Dawn Robertson, president of Federated Direct — which comprises the Bloomingdale’s, Macy’s and Fingerhut Web sites and Macy’s and Bloomingdale’s catalogs — said the Internet businesses are expected to break even by 2003. This year, the Web sites’ sales are estimated to tally $250 million, the high end of the previously projected range, sparked by relaunches of macys.com, with 70,000 stockkeeping units, and bloomingdales.com, with 45,000.
By the end of the year, Forrester Research expects roughly 65 million U.S. households to have Internet access, up from 59 million last year and just 22 million in 1996; by 2006, Forrester sees 89 percent of the country’s households being connected. For 2001, Jupiter Media Metrix is forecasting B2C sales will hit $36 billion, up 38 percent from transactions that totaled $26 billion in 2000, according to the Commerce Department.
“This still strikes me as a reasonable forecast,” said Ken Cassar, a senior analyst at JMM. “We undoubtedly will see some pure-plays fail over the next few quarters, but I believe that rate will slow in the third and fourth quarters.

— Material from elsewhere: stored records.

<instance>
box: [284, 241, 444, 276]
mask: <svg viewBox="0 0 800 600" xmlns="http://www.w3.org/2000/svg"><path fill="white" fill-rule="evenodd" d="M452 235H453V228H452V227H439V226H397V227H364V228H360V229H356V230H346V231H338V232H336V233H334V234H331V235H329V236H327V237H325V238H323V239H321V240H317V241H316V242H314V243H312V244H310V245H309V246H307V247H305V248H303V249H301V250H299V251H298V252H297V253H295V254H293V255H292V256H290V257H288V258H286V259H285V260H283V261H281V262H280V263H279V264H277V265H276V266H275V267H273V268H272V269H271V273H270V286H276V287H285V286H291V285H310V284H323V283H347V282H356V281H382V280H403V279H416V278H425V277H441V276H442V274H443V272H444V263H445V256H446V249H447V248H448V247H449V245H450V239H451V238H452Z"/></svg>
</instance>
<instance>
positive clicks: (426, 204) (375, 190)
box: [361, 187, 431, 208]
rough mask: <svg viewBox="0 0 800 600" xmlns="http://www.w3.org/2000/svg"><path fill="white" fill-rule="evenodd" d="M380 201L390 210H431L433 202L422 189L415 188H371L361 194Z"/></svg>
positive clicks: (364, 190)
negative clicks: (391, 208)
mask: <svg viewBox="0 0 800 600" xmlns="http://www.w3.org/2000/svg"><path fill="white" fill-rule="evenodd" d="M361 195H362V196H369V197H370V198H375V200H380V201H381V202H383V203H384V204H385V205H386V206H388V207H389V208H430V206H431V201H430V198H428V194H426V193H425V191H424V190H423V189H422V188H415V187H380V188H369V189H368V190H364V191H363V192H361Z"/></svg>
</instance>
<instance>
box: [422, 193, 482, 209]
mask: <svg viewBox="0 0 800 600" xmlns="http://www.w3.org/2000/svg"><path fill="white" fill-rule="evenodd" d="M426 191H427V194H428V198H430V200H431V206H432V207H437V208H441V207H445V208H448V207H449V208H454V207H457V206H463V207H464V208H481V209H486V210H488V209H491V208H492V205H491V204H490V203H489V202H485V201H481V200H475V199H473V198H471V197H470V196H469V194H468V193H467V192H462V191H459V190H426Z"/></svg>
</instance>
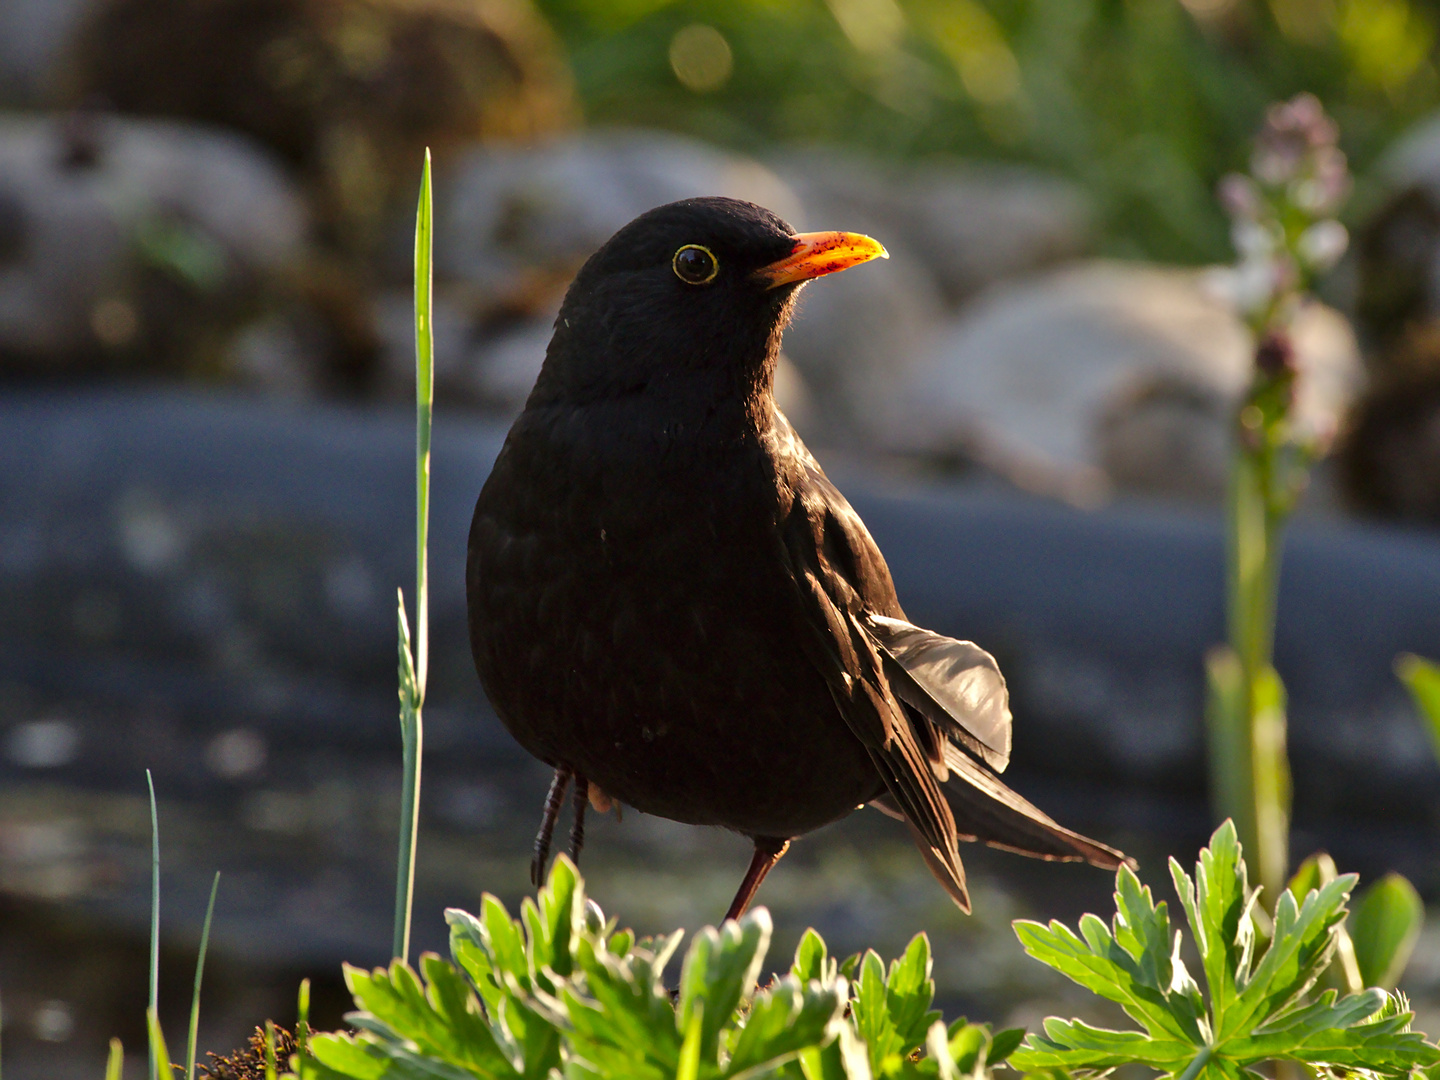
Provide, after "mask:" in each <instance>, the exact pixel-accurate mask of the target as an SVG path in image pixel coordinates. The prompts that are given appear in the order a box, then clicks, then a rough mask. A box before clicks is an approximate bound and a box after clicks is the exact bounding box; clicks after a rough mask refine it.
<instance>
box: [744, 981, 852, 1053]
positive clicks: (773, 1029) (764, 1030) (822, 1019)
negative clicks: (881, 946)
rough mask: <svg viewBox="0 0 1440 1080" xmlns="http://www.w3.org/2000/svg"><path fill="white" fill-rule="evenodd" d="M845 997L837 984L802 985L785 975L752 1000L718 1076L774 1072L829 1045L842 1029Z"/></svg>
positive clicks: (843, 988)
mask: <svg viewBox="0 0 1440 1080" xmlns="http://www.w3.org/2000/svg"><path fill="white" fill-rule="evenodd" d="M847 996H848V992H847V986H845V984H844V982H841V981H838V979H829V981H828V982H825V981H819V979H812V981H809V982H806V984H801V981H799V979H798V978H796V976H795V975H786V976H785V978H783V979H779V981H778V982H775V984H772V985H770V988H769V989H766V991H763V992H760V994H757V995H756V996H755V1001H753V1002H752V1005H750V1011H749V1015H747V1017H746V1021H744V1027H743V1028H740V1030H739V1032H737V1034H736V1038H734V1040H733V1047H732V1050H730V1061H729V1064H727V1066H726V1068H724V1073H723V1074H724V1076H727V1077H729V1076H742V1074H746V1073H760V1071H768V1070H775V1068H779V1067H780V1066H782V1064H783V1063H786V1061H789V1060H791V1058H795V1057H799V1056H801V1054H802V1053H805V1051H809V1050H819V1048H821V1047H824V1045H825V1044H828V1043H831V1040H832V1038H834V1037H835V1034H837V1031H838V1028H840V1027H841V1025H842V1024H841V1012H842V1011H844V1008H845V998H847Z"/></svg>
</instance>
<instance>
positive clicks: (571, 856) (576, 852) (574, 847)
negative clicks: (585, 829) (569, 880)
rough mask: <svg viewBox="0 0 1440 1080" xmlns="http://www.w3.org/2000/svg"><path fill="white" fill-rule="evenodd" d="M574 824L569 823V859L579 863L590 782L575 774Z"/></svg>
mask: <svg viewBox="0 0 1440 1080" xmlns="http://www.w3.org/2000/svg"><path fill="white" fill-rule="evenodd" d="M572 798H573V802H575V824H573V825H570V861H572V863H575V865H580V848H583V847H585V811H586V808H588V806H589V805H590V782H589V780H588V779H585V778H583V776H580V775H579V773H576V776H575V795H573V796H572Z"/></svg>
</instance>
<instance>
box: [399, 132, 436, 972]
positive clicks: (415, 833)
mask: <svg viewBox="0 0 1440 1080" xmlns="http://www.w3.org/2000/svg"><path fill="white" fill-rule="evenodd" d="M432 216H433V213H432V202H431V154H429V151H428V150H426V151H425V168H423V173H422V176H420V199H419V206H418V207H416V212H415V647H413V649H412V647H410V632H409V626H408V625H406V618H405V595H403V592H402V593H400V605H399V634H400V742H402V769H403V779H402V783H400V841H399V852H397V857H396V881H395V936H393V939H392V955H393V956H396V958H399V959H402V960H408V959H409V952H410V919H412V909H413V903H415V848H416V840H418V835H419V821H420V759H422V753H423V744H425V726H423V720H422V707H423V704H425V678H426V672H428V670H429V603H431V602H429V554H428V547H429V528H431V416H432V412H433V402H435V379H433V354H435V334H433V327H432V265H431V236H432Z"/></svg>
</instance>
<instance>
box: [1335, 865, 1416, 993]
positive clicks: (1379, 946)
mask: <svg viewBox="0 0 1440 1080" xmlns="http://www.w3.org/2000/svg"><path fill="white" fill-rule="evenodd" d="M1424 922H1426V906H1424V903H1423V901H1421V899H1420V894H1418V893H1417V891H1416V887H1414V886H1413V884H1410V881H1407V880H1405V878H1404V877H1401V876H1400V874H1387V876H1385V877H1382V878H1381V880H1380V881H1377V883H1375V884H1372V886H1371V887H1369V888H1367V890H1365V891H1364V893H1362V894H1361V897H1359V901H1358V903H1356V904H1355V913H1354V914H1352V916H1351V927H1352V929H1351V940H1354V943H1355V960H1356V962H1358V963H1359V973H1361V979H1362V981H1364V985H1367V986H1384V988H1387V989H1391V988H1394V985H1395V984H1397V982H1400V976H1401V975H1403V973H1404V971H1405V965H1407V963H1410V953H1411V952H1414V949H1416V942H1417V940H1418V937H1420V929H1421V926H1424Z"/></svg>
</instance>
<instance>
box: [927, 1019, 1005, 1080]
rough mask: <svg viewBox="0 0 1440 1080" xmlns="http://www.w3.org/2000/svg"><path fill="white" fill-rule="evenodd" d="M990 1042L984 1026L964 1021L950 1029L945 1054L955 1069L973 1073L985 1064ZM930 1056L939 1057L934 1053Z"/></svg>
mask: <svg viewBox="0 0 1440 1080" xmlns="http://www.w3.org/2000/svg"><path fill="white" fill-rule="evenodd" d="M989 1041H991V1040H989V1031H986V1030H985V1027H984V1025H982V1024H965V1022H963V1021H962V1022H960V1024H959V1025H952V1027H950V1031H949V1037H948V1040H946V1048H945V1053H946V1057H949V1060H950V1063H953V1066H955V1068H958V1070H959V1071H962V1073H973V1071H975V1067H976V1066H982V1064H985V1050H986V1047H988V1045H989ZM930 1056H932V1057H937V1054H935V1053H933V1051H932V1053H930ZM942 1071H943V1070H942Z"/></svg>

“What will define the channel,” Cassar added, “are the changes click-and-mortar retailers will make. Fashion B2C firms are at great risk of underestimating the Web’s impact. Apparel may be the fastest-growing category online today, [but] the problem is it still represents a small part of the business. Saks Fifth Avenue is an example of a company that’s scaled back dramatically, due to dissatisfaction with the site’s level of sales.”
“Companies doing well online have actively tested what does and doesn’t work,” said JMM’s Leathern, who listed Nordstrom.com; PotteryBarn.com, and Overstock.com as examples. “Nordstrom was smart to focus initially on shoes — something they’re experts at selling — and they’ve been smart to keep the site’s offer within their ability to fulfill what consumers expect of them.”
And with diminished sales expectations and no prospect of lucrative spinoffs anytime soon, the click-and-mortars are beginning to consolidate stand-alone ‘Net units into the corporate fold or increasingly running them from headquarters, like BlueLight’s Kmart site. “Our marketing VP moved to Kmart in April and he had the budget control,” said Mark Goldstein, former ceo of BlueLight, who departed the dot-com in May. “Marketing’s being run out of Troy [in Michigan, Kmart’s headquarters]. A lot of the merchandising functions are being run out of Troy. They’re keeping [BlueLight’s] San Francisco office open because of the hiring possibilities there,” since it is so close to Silicon Valley.
Acknowledging those moves prompted his exit from BlueLight, Goldstein predicted that most others will follow suit. “Any retailer that hasn’t already done so is forestalling the inevitable,” projected Goldstein, who has led four Internet startups, and now has another one, which he did not name, brewing for fall.